I first started managing staff at 26 and by the time I reached 28, I was often required to manage 30 to 60 staff members at multiple clients when my Manager was away. Eventually, when she moved away, I was required to manage staff more frequently, and I loved it. Working in the recruitment industry requires you to do that – manage multiple staff members at different clients. You can go from managing staff at a large warehouse to managing staff in a corporate environment. It’s amazing, but one thing I realized after managing large amounts of millennials is this;
Millennials are often seen as lazy and difficult to work with, and often called entitled. But, the truth is, you just need to know how to motivate them. Times have changed, and that means management styles need to change.
As a millennial, here are a few ways to motive and inspire millennials in the workplace.
Ask for their opinions
A manager needs to listen to their staff, and it’s important to understand that just because you are the manager, that means no other opinion matters, and this is often the mistake many managers make with millennials. Allow millennials to voice their opinions on a topic. Engaging with your staff and allowing them to have a say and input is important. It drives motivation, and dedication and they will be more inclined to come to you with a new, brilliant idea if they know you are approachable and open to their opinions and thoughts.
Manage less & mentor more
Remember, the staff you manage, those millennials, are people and not just employees. We need to treat them like people. Sometimes taking a few moments to ask about their career plans, both long term and short term, how they are finding their job and where they see themselves at the organization can go a long way.

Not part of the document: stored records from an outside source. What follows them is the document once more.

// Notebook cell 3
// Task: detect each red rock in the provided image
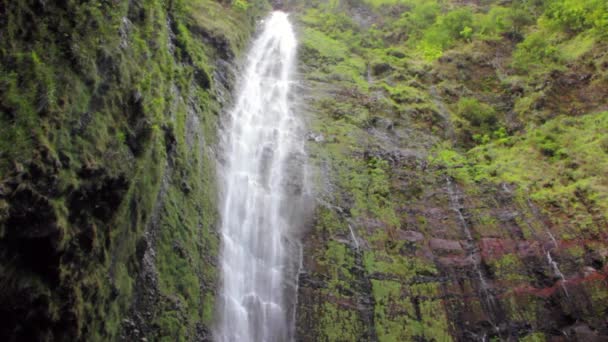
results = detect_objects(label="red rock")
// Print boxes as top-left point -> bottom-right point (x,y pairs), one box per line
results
479,238 -> 516,260
397,230 -> 424,242
429,238 -> 462,252
517,241 -> 542,258
438,255 -> 475,267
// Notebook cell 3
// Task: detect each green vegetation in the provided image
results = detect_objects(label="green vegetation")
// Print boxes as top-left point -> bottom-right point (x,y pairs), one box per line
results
294,0 -> 608,341
0,0 -> 268,341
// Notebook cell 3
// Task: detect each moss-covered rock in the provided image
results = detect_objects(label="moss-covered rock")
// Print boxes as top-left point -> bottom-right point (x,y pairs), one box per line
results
0,0 -> 268,341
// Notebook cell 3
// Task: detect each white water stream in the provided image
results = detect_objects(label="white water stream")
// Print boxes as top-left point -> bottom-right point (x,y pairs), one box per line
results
214,12 -> 305,342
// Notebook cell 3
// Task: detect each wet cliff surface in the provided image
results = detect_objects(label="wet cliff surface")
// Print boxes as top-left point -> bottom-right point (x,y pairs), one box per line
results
0,0 -> 608,341
0,1 -> 267,341
294,1 -> 608,341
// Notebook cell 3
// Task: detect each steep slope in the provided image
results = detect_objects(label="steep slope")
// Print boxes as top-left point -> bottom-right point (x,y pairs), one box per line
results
0,0 -> 268,341
292,0 -> 608,341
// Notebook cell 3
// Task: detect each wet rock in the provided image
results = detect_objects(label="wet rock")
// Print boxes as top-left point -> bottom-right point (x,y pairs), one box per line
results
429,238 -> 464,253
397,230 -> 424,242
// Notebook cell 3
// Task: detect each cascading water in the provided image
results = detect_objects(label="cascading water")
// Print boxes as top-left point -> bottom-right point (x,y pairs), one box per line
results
215,12 -> 305,342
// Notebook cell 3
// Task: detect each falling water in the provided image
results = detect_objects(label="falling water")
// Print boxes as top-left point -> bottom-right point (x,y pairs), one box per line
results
445,176 -> 496,309
215,12 -> 305,342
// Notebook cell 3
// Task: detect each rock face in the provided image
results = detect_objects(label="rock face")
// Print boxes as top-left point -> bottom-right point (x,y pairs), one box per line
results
294,1 -> 608,341
0,0 -> 268,341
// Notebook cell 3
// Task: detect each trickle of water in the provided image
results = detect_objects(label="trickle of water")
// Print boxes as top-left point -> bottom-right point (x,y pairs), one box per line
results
214,12 -> 305,342
546,251 -> 570,298
348,224 -> 359,249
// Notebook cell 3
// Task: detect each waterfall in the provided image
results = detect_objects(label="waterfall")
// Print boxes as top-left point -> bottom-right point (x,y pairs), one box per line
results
214,11 -> 306,342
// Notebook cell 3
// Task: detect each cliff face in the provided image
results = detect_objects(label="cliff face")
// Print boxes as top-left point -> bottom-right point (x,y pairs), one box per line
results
0,0 -> 608,341
293,1 -> 608,341
0,0 -> 268,341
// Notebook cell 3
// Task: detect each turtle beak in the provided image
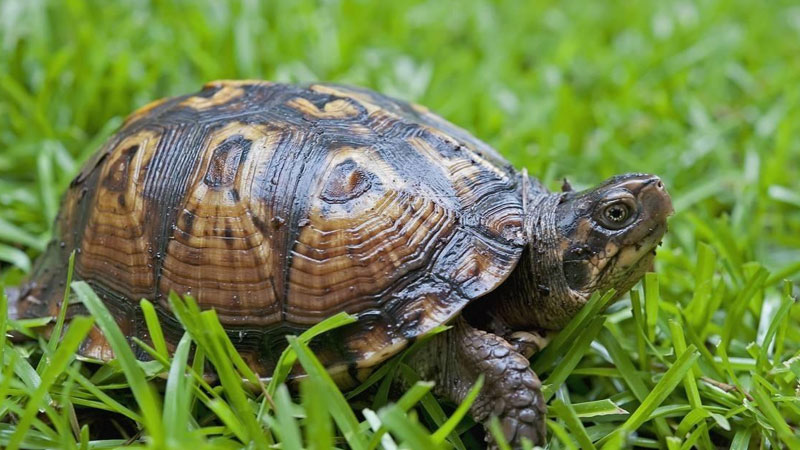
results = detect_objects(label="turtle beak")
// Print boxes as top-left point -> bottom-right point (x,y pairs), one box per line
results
636,175 -> 675,222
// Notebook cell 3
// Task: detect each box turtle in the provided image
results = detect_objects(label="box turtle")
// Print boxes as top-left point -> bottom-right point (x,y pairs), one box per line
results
9,81 -> 672,446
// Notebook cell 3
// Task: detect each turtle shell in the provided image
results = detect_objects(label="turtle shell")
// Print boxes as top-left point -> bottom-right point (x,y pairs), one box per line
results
18,81 -> 524,375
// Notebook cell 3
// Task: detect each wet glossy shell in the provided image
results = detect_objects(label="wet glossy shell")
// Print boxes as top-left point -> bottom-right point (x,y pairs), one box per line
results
20,81 -> 523,375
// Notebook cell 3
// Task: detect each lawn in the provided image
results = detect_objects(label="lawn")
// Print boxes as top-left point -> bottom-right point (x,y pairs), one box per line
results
0,0 -> 800,449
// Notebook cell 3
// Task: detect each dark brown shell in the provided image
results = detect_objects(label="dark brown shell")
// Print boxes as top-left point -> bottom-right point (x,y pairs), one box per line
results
19,81 -> 524,375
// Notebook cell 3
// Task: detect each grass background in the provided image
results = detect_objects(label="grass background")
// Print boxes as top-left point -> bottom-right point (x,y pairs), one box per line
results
0,0 -> 800,449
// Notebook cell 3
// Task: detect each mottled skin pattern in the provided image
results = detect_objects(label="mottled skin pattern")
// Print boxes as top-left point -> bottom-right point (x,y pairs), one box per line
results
9,81 -> 671,447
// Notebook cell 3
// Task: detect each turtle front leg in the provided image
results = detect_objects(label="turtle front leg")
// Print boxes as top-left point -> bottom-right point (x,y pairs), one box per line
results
409,318 -> 545,448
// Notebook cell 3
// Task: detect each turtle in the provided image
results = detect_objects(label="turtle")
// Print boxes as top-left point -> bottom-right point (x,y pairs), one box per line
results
8,80 -> 673,447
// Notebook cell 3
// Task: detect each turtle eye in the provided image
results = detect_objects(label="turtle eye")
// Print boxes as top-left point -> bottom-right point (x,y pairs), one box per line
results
597,199 -> 634,230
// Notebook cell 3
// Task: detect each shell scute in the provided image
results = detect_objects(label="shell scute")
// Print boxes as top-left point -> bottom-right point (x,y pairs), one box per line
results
17,81 -> 524,375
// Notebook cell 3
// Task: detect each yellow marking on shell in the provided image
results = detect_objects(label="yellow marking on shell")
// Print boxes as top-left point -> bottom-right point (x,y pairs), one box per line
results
76,130 -> 160,298
309,84 -> 388,114
122,98 -> 169,126
180,85 -> 244,110
286,97 -> 358,119
203,80 -> 274,89
406,137 -> 484,183
286,148 -> 456,323
423,125 -> 508,180
159,122 -> 281,325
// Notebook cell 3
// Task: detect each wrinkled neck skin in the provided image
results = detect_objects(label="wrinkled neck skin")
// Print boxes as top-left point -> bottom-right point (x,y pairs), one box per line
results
472,193 -> 586,336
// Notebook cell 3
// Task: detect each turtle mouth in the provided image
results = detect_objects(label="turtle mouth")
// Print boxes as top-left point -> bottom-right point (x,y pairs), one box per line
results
597,223 -> 667,297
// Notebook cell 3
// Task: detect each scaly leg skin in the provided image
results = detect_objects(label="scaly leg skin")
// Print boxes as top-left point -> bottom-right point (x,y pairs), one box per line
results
408,318 -> 545,449
508,331 -> 552,359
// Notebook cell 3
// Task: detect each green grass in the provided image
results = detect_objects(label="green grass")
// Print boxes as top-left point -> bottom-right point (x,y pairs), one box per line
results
0,0 -> 800,449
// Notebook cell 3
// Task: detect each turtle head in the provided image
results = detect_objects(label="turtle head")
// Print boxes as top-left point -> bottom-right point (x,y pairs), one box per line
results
555,174 -> 673,298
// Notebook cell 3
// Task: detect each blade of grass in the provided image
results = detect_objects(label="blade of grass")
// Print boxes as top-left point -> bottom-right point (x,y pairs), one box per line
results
571,398 -> 628,418
431,375 -> 483,444
275,384 -> 303,448
620,345 -> 699,440
644,272 -> 660,342
139,298 -> 169,358
531,290 -> 616,373
47,250 -> 75,354
6,317 -> 93,450
163,332 -> 194,445
542,316 -> 606,401
72,281 -> 165,446
599,330 -> 670,436
549,399 -> 596,450
287,336 -> 368,450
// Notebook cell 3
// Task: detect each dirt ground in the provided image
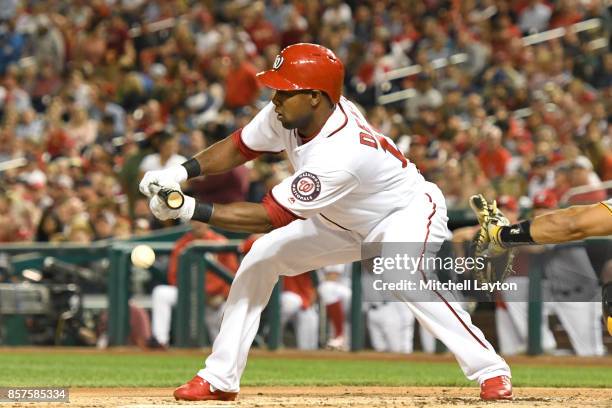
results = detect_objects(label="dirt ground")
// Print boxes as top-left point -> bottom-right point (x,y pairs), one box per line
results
2,386 -> 612,408
0,347 -> 612,408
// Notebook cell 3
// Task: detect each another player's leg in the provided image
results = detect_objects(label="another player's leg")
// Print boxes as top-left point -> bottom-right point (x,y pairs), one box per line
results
174,219 -> 360,400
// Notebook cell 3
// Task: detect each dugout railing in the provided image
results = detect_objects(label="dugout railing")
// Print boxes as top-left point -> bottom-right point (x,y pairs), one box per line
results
0,227 -> 612,355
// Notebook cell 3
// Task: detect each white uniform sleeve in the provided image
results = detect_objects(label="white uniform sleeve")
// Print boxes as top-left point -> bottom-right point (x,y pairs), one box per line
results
272,169 -> 359,218
240,102 -> 285,153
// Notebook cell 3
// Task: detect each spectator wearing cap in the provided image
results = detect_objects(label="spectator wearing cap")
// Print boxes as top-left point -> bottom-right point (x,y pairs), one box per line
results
478,125 -> 512,180
225,47 -> 259,109
405,73 -> 443,121
140,131 -> 187,174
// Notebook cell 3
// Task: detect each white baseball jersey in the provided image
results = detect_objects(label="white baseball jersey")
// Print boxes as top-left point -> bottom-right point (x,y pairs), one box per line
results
240,97 -> 425,236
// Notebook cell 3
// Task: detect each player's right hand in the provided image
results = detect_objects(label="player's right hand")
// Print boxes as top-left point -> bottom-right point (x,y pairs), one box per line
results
138,165 -> 187,198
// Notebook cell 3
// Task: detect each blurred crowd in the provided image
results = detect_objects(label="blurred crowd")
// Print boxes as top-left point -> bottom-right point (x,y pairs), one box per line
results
0,0 -> 612,243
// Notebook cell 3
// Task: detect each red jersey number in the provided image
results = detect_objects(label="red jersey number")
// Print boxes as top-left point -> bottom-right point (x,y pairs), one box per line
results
359,132 -> 408,167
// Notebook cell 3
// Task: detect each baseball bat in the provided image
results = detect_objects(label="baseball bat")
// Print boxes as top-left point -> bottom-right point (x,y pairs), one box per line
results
153,183 -> 185,210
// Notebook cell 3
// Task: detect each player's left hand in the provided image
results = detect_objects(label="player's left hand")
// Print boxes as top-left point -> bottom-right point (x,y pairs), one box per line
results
149,194 -> 195,221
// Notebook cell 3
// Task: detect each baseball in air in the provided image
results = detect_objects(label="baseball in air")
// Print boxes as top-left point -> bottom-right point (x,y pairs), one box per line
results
130,244 -> 155,269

Stop comparing the past to the present
As a millennial, we know things were very different in the past. Just because you were taught differently and did differently does not necessarily mean that the way we are doing something today is necessarily wrong. We use technology, we use the internet and can do things more quickly because of the resources we have now, it’s nothing against the past but the world has evolved and allowing millennials in the workforce to embrace and use the resources they know and have will motivate them to do more.
Provide opportunity for learning and development
Millennials want to learn and grow. And there is nothing wrong with that. It’s ideal to find managers that help millennials identify new opportunities that will help develop their skills. For example, if you have a millennial on your team, try and assign new tasks to them constantly, this will keep them engaged and eager to take on more because they are constantly taking in new information and always learning, which is exactly what they want.
Millennials are only hard to work with or manage in the workplace when you are trying to use tactics and strategies of the past. We need to remember that there are many more generations and changes to come, so we need to be open to change, and a new management style as new generations enter the workplace.